I'm tired but feeling quite content at the moment. Max is fast asleep in his bassinet. Tyler is playing a video game on his gameboy. John is puttering around getting the house more ready for his mother's visit. But I can't help thinking about L. While things happened in a flash for us, she had 9 months to contemplate her options.

I can't place myself in her head because I've never been in the situation she found herself in. But I did have a friend who reacted to an unwanted pregnancy the same way she did. S didn't want to believe she was pregnant. She ignored the situation as long as she could hoping the problem would just go away. She'd already had an abortion in high school and wasn't eager to repeat it. She hid her pregnancy from her friends and family. Only her co-workers noticed and put two and two together. No one said anything to her about it (except me) sensing, correctly, that she just didn't want to talk about it.

I hope L had a co-worker friend like me to confide in. I'd hate to think she carried the burden of her hidden pregnancy all alone. If someone pointed her to the choice of adoption, thank God for them. But I think L's decision was influenced by her own life experiences. Her own mother was adopted. Her own mother got pregnant at a young age and elected to keep her baby. L was raised by a young single mother with no support from her birth father. She knows first hand the struggles her own mother went through and just couldn't see that role playing out for herself.

I respect and admire L's decision. She told the social worker she wanted her baby to have a better life than she had with more opportunities.

Don't worry L. That's the least we will do for baby Max. He'll have loads of love too.

Sleepin Like a Baby

Maybe someday L will change her mind about having contact with us and Max. I hope so. She might not be the one raising him, but she'll always have a place in our family and our hearts.

Comments

jennifer said…
Oh Becky, he is too adorable. Because I believe in an ordered universe, I so believe that Max was meant to be your son. And Ty's stuff was just meant to be there for his arrival. And all you guys are gonna have the happiest life.

I can't put into words how happy I am for all of you.
What a good thing that Tyler's stuff that you squirreled away will fit Max! I can read the joy in your entry, behind your words. Max certainly was born for you and John and Tyler, and a blessed child he is. Beautiful, too.I hope someday he will be able to know his b irth mother. Margo
Oh, you're going to make me cry.

I'm so happy for all of you.

Now I just have to figure out which fabric to make your carrier from.

:)
Donna. W said…
How does Tyler feel about the new brother?
Vivian said…
Now its my turn to cry. What a wonderful entry...what a blessing! God is good. He knew you were the perfect family for Max. I loved the video and the photos. Thank you Becky for sharing this job with us!
Vivian said…
ok I don't know how that word job got in that last sentence. I was trying to say Thanks Becky for sharing this joy with us (it must have been my guilty conscience....I'm supposed to be working from home today...so I guess I was thinking about getting back to my job and wrote job instead of joy in my comment :)
We had out of town visitors all weekend so I didn't check my email until today---and when I saw your news and the beautiful picture I burst into tears. I mean literally. Sobbing. That is the way I became a mother, literally within hours. At five o'clock they called and asked if I wanted to adotp Mandy, and at seven she was in my arms. I know the sweet dizziness and disbelief and joy. I am so happy for you, and I haven't even gotten the details yet!!!!!

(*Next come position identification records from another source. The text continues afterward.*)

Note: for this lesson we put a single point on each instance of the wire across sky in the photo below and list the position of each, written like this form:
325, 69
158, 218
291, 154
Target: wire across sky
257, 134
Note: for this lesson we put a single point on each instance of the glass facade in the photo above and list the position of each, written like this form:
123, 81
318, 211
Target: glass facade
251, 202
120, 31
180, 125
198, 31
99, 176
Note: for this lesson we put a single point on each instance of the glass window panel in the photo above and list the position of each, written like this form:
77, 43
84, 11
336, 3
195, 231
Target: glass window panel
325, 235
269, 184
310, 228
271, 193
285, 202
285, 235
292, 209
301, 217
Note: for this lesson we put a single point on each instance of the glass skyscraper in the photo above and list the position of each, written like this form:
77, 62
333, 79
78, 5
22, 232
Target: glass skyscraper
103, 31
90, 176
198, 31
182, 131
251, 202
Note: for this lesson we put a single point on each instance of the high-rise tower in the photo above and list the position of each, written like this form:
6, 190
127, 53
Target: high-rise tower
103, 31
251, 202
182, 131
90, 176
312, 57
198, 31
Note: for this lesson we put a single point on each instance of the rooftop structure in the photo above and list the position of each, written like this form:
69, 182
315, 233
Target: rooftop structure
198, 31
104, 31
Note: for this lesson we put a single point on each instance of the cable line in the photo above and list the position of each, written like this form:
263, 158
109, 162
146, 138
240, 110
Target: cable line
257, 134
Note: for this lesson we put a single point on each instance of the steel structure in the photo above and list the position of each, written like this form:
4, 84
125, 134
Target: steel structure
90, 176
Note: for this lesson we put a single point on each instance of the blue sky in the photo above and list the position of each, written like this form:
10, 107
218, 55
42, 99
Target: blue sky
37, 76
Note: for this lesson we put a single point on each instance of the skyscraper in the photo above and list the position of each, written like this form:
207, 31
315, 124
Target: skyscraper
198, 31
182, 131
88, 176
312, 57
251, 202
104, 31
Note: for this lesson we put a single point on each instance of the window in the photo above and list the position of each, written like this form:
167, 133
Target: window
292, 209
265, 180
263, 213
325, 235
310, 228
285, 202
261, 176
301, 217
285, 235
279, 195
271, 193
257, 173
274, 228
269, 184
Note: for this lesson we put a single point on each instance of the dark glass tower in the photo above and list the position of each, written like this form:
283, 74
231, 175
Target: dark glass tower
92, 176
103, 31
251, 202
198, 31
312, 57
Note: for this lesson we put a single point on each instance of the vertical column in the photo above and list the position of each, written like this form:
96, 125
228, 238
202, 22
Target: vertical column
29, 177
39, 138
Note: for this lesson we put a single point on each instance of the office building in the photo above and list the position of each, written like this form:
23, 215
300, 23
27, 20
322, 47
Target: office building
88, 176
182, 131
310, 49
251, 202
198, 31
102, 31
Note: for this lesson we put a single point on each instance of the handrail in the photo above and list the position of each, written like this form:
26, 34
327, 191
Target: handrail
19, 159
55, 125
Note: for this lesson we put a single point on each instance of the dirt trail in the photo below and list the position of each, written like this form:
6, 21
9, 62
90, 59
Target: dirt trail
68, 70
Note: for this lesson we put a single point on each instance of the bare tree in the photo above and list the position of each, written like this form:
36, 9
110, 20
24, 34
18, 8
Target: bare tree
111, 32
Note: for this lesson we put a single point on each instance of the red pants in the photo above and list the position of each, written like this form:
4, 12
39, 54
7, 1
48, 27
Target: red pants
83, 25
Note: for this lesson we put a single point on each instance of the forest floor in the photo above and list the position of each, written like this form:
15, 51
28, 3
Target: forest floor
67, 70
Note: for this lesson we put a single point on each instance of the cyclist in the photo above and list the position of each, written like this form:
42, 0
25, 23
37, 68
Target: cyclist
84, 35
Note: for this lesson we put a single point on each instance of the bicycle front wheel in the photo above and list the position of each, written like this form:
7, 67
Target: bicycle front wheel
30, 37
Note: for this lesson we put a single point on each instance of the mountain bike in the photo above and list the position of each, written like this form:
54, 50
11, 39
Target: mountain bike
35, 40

Oh, and Max is one of my very favorite names!!! Tabitha would have been a Max if she had been born male....

So should I keep passing out your resumes, or tuck them away for awhile??? (Dave made color copies at work and I have given them to six pregnant girls so far...)

love, Kas
Anonymous said…
((((Becky,John, Tyler)))
Again,I'm so happy for you.
I look forward to hearing all about baby Max and his wonderful big brother Tyler : )
Coy said…
Obviously ... all is as it should be. Good luck to you and your growing family Becky.
WOW ... 2 boys!
*** Coy ***
Anonymous said…
I am so happy for you, I could cry with happiness.
God bless L, and God bless Max's new family. I know you made the right decision, and will give Max the loving, nurturing, stable home that L. could not.
Becky said…
Oh, I'm just catching up with your stories! I feel the same way about our 2's birth moms. We have next to no contact from either but, I always think of them and forever will of course!
I haven't had a chance to get all thru your blog so, I don't know if you now have had contact with Max's bmom or not? He's precious!